My beloved pork belly was reincarnated thanks to a mixture of my laziness and curiosity. The gargantuan pork roast we made one weekend was still lingering in the fridge a couple of days later, albeit in a smaller but no less formidable chunk. Hesitant to just slice and re-heat I opted to test my ingenuity and exhaust other leftover bits and bobs.
The result was superb. Cooking like this makes me think sometimes we take recipes and our attitudes in the kitchen way too seriously. Don't misunderstand, this isn't about not thinking about the food -- quite the contrary. You think and care so much about the time you took into it, you feel obligated to respect it to the very last morsel. This is serious passion. Worrying is an optional addition. Gratuitious waste is an all too accepted sin.
Most talented cooks I know stand out for two reasons: 1.) They usually don't cook with recipes. And 2.) They are sorceresses with leftovers.
But the true success of this recipe -- and a certain degree of vindication -- only comes when The Voracious One actually eats the damn thing. He-who-normally-eschews-and-curses-leftovers downed every shred of braised pork LEFTOVERS.
He even ate the leftovers of this reincarnated leftover. Victory. It tastes mighty fine.
Braised Left-Over Pork Belly in a Cupboard Sauce
Thankfully, this is the type of dish that really doesn't - shouldn't - come with a recipe. The name doesn't allude to the taste of the dish, rather the contents of. I literally looked in my fridge and added it to my chunk of pork belly I placed into my enameled cast iron pot:
approx. 2/3 cup stale Virgil's Root Beer * 1 cup of cold black coffee from earlier that morning * the last bit of life squeezed out from a tube of tomato pasta * a lone yellow onion peeled and cut in half * a tablespoon each of Domori Apurimac cocoa powder and ground almonds * a teaspoon each of ground cumin, coriander seed, sichuan peppercorn and a touch of ground cinnamon * a bay leaf from my little potted tree * and some of the remnants of the packaged chicken stock sitting for God knows how long in my fridge (it passed the smell test)

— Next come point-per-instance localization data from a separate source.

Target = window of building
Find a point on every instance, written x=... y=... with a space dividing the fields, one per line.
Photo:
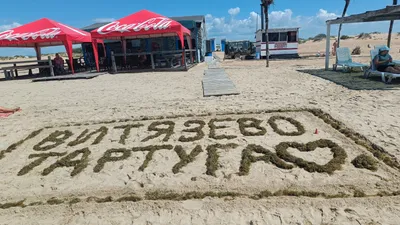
x=292 y=36
x=273 y=37
x=282 y=36
x=264 y=37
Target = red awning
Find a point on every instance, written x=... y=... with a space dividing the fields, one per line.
x=44 y=33
x=143 y=24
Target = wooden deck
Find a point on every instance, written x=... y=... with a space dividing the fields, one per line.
x=217 y=83
x=69 y=77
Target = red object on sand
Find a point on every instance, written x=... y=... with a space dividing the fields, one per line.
x=7 y=114
x=44 y=33
x=142 y=24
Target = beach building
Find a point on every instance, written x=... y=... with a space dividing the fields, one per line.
x=196 y=25
x=282 y=42
x=223 y=42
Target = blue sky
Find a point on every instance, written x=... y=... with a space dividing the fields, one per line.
x=234 y=19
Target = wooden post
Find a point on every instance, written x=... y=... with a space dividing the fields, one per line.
x=184 y=59
x=152 y=61
x=16 y=71
x=328 y=45
x=51 y=67
x=113 y=65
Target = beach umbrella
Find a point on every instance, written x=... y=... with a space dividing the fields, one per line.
x=391 y=27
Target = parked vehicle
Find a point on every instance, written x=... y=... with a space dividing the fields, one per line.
x=239 y=49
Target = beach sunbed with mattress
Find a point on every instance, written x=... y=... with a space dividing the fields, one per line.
x=386 y=77
x=343 y=59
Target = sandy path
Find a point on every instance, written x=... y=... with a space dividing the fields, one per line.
x=371 y=113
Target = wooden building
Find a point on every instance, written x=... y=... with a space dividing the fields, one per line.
x=196 y=24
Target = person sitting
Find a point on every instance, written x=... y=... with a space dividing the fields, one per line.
x=384 y=62
x=59 y=65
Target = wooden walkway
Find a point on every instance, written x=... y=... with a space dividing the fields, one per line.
x=217 y=83
x=69 y=77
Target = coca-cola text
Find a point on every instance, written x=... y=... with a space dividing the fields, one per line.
x=42 y=34
x=158 y=23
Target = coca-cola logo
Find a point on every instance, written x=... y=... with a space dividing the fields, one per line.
x=281 y=45
x=157 y=23
x=49 y=33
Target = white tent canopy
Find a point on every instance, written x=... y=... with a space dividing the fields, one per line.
x=386 y=14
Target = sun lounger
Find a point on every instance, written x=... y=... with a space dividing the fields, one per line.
x=386 y=77
x=345 y=61
x=377 y=47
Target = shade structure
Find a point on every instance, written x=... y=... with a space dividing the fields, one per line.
x=45 y=33
x=142 y=24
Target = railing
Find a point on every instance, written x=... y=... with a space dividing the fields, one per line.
x=186 y=52
x=15 y=68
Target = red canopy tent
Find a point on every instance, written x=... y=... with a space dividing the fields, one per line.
x=142 y=24
x=45 y=33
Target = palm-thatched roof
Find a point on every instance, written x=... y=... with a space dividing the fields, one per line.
x=386 y=14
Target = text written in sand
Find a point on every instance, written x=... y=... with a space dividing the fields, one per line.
x=273 y=139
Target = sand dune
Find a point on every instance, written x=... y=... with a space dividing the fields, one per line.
x=118 y=176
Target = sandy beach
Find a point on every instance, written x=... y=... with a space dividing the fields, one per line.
x=117 y=175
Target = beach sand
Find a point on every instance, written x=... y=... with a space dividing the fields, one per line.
x=111 y=101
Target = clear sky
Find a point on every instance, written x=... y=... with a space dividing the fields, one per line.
x=234 y=19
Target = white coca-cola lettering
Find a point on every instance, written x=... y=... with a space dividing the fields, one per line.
x=43 y=34
x=158 y=23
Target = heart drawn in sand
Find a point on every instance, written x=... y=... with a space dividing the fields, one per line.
x=339 y=155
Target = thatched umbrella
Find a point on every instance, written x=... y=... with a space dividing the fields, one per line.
x=343 y=14
x=391 y=27
x=266 y=4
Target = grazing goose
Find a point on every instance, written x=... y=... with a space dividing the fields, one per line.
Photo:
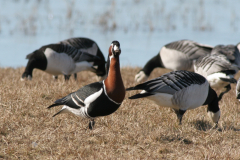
x=67 y=57
x=99 y=98
x=238 y=89
x=217 y=70
x=181 y=91
x=178 y=55
x=230 y=51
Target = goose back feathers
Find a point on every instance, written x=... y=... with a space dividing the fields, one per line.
x=178 y=55
x=67 y=57
x=181 y=91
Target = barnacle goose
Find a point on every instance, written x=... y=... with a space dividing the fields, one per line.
x=181 y=91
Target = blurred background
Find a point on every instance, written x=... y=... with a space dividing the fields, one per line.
x=142 y=27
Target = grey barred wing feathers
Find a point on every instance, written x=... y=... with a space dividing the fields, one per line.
x=190 y=48
x=75 y=54
x=227 y=50
x=210 y=64
x=78 y=43
x=171 y=82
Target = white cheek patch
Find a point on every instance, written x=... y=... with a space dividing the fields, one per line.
x=116 y=48
x=93 y=97
x=214 y=116
x=141 y=77
x=110 y=57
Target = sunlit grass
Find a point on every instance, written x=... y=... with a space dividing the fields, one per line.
x=139 y=129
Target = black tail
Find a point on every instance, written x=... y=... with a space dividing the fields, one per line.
x=238 y=96
x=232 y=80
x=56 y=103
x=53 y=105
x=140 y=95
x=137 y=87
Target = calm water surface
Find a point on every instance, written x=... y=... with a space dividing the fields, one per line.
x=141 y=27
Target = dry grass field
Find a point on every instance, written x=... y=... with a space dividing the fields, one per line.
x=139 y=129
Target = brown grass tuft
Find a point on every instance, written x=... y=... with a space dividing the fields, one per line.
x=138 y=130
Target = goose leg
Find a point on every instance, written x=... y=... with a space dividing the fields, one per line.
x=75 y=76
x=228 y=88
x=55 y=78
x=179 y=114
x=66 y=77
x=91 y=124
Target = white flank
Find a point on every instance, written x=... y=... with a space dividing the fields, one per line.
x=107 y=95
x=162 y=99
x=93 y=97
x=78 y=112
x=215 y=81
x=214 y=116
x=92 y=50
x=58 y=63
x=83 y=66
x=191 y=97
x=175 y=60
x=141 y=77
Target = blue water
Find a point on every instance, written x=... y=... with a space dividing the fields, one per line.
x=142 y=27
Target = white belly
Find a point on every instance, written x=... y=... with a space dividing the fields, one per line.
x=163 y=99
x=175 y=60
x=215 y=81
x=83 y=66
x=191 y=97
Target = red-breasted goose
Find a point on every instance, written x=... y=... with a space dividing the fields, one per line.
x=99 y=98
x=181 y=91
x=217 y=69
x=178 y=55
x=67 y=57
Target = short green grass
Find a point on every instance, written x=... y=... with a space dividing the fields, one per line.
x=139 y=129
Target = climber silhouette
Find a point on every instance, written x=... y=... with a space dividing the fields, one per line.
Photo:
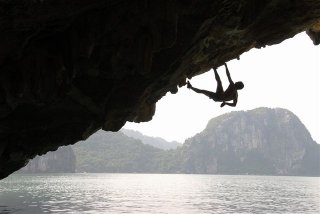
x=222 y=96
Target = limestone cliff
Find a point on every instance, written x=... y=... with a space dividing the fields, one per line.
x=260 y=141
x=60 y=161
x=69 y=68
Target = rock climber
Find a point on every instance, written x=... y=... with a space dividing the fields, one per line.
x=222 y=96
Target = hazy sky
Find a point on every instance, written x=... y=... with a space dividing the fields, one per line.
x=285 y=75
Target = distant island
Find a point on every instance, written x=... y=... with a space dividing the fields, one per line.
x=262 y=141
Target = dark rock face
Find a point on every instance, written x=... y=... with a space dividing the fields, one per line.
x=61 y=161
x=261 y=141
x=69 y=68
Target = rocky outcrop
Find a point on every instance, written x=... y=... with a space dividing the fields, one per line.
x=69 y=68
x=61 y=161
x=260 y=141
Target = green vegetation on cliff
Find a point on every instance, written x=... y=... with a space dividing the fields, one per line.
x=262 y=141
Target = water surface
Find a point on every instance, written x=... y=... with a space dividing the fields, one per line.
x=158 y=193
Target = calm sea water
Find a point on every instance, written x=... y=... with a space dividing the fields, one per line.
x=158 y=193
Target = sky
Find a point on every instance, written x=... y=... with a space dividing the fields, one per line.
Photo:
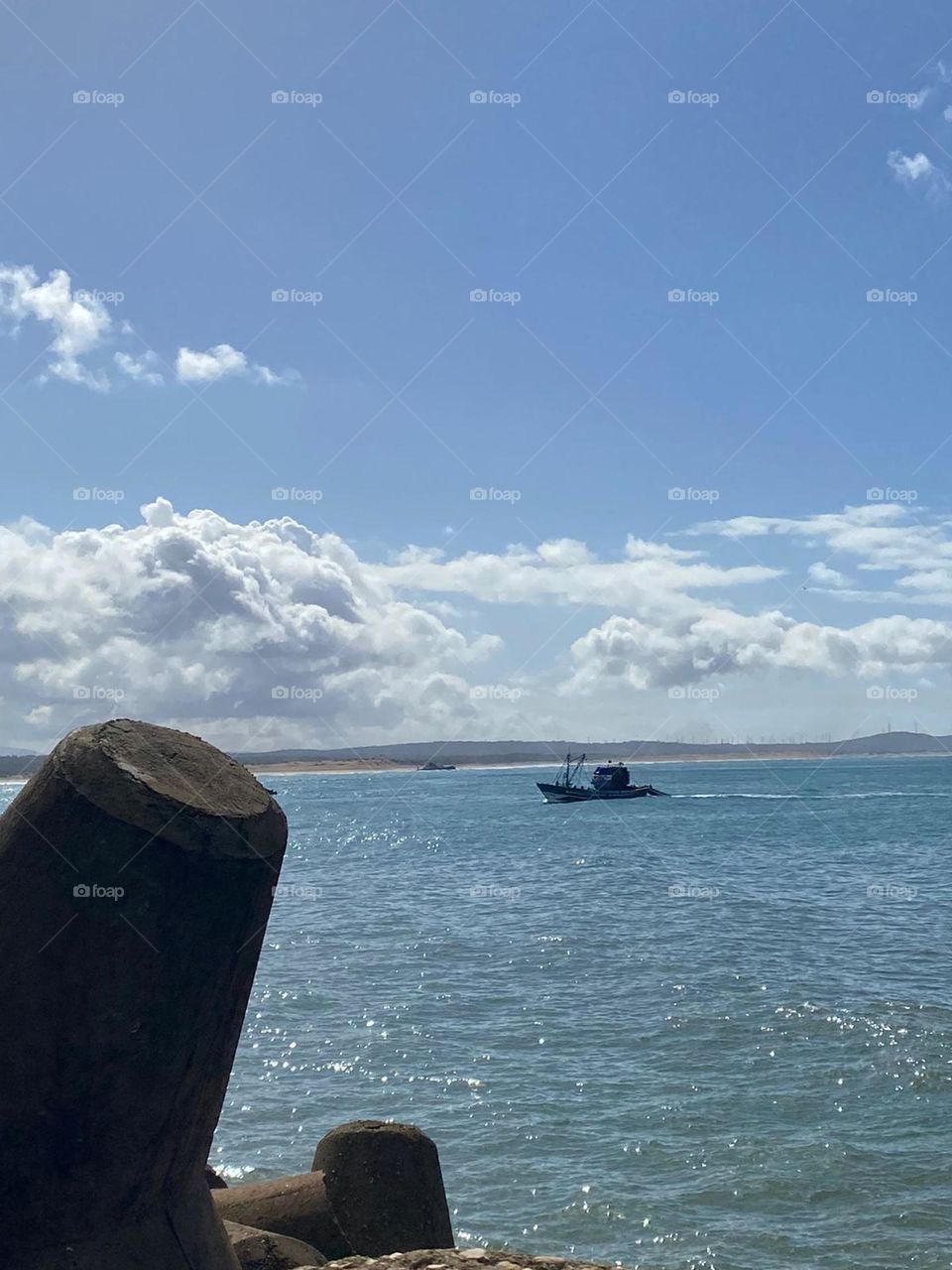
x=400 y=371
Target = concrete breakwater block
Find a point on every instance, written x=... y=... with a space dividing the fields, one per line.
x=296 y=1206
x=377 y=1188
x=386 y=1188
x=262 y=1250
x=136 y=878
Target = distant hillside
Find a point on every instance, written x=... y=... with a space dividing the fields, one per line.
x=503 y=752
x=500 y=752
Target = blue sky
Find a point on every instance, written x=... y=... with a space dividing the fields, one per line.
x=775 y=195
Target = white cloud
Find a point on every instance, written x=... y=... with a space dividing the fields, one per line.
x=81 y=325
x=820 y=572
x=200 y=621
x=652 y=574
x=918 y=169
x=220 y=362
x=720 y=642
x=267 y=634
x=141 y=368
x=79 y=322
x=909 y=168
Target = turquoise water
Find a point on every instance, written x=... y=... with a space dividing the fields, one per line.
x=707 y=1032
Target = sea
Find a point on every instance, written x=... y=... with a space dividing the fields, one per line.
x=712 y=1030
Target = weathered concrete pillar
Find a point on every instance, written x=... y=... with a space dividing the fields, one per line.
x=295 y=1206
x=136 y=874
x=386 y=1188
x=377 y=1188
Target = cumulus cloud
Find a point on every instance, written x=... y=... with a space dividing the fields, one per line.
x=259 y=635
x=220 y=362
x=881 y=538
x=268 y=635
x=80 y=326
x=141 y=368
x=77 y=324
x=820 y=572
x=651 y=575
x=720 y=642
x=918 y=171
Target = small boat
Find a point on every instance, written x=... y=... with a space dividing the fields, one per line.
x=610 y=783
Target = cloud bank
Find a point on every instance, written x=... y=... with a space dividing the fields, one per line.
x=81 y=329
x=267 y=634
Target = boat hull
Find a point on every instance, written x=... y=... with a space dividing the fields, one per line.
x=579 y=794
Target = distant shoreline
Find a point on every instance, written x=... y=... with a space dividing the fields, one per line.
x=344 y=767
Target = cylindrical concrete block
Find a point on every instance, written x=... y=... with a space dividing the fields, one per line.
x=296 y=1206
x=385 y=1187
x=136 y=878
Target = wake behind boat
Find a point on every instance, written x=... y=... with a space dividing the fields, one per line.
x=610 y=781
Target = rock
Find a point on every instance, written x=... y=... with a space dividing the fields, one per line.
x=385 y=1187
x=136 y=878
x=263 y=1250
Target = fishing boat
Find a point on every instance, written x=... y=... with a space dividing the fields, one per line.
x=610 y=783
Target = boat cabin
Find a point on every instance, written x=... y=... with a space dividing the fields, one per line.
x=611 y=776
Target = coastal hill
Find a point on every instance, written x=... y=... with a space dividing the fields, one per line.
x=507 y=753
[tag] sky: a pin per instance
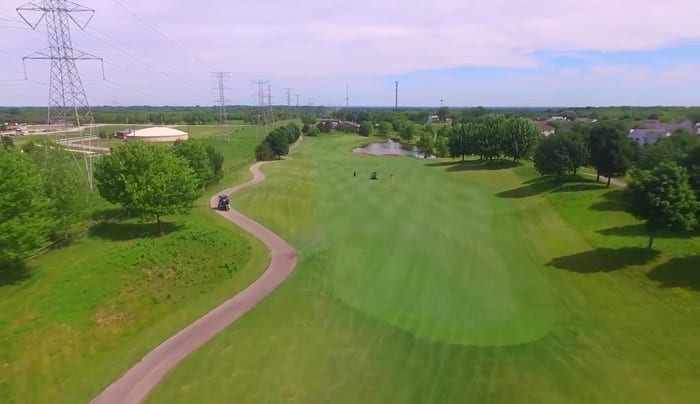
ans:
(456, 52)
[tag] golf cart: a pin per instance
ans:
(224, 203)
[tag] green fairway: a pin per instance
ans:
(450, 283)
(79, 316)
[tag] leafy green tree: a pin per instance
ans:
(425, 145)
(385, 128)
(663, 198)
(308, 120)
(577, 149)
(147, 179)
(293, 132)
(63, 184)
(490, 132)
(197, 158)
(325, 126)
(443, 113)
(25, 220)
(313, 131)
(692, 164)
(442, 148)
(609, 149)
(552, 156)
(461, 140)
(520, 138)
(408, 131)
(279, 143)
(7, 142)
(264, 152)
(216, 163)
(366, 128)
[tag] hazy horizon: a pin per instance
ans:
(492, 53)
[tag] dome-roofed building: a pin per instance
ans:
(157, 134)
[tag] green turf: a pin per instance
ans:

I mixed it up as it came to a boil so that the liquid was somewhat uniform, reduced the heat and covered it to let it do it's thing for about three hours. Then I forgot about it for another hour. And when I remember it again, I uncovered the pot and used a fork to flake away the tender strands of meat into the deep, earthy sauce.
The moral of my leftover story: Every little bit can contribute flavor, especially in a braise. I have a feeling that what we know as mole (forgive me, but I cannot figure out how to get the accent over the "e" on my new keyboard) is a result of frugality, an interesting pantry and a love of flavor.
The ingredients are only OPTIONS, not the rule. Play around with some liquid, some seasoning, maybe something for texture. Have it swim up half way up a piece of meat, bring it to a boil, cover and give it a steam room treatment. The aromatic bubbles should appear only once in a while -- no vigorous boiling however small the bubbles.
I've had great luck with a small hunk of beef, onions I caramelized and some veg broth mixed with water to create enough volume in the pot. After a few hours, I had what I can only call French Only Pot Roast. Heavenly with buttered noodles. Remind me to tell you about that one ...
So, tell me. What are some of your leftover tricks?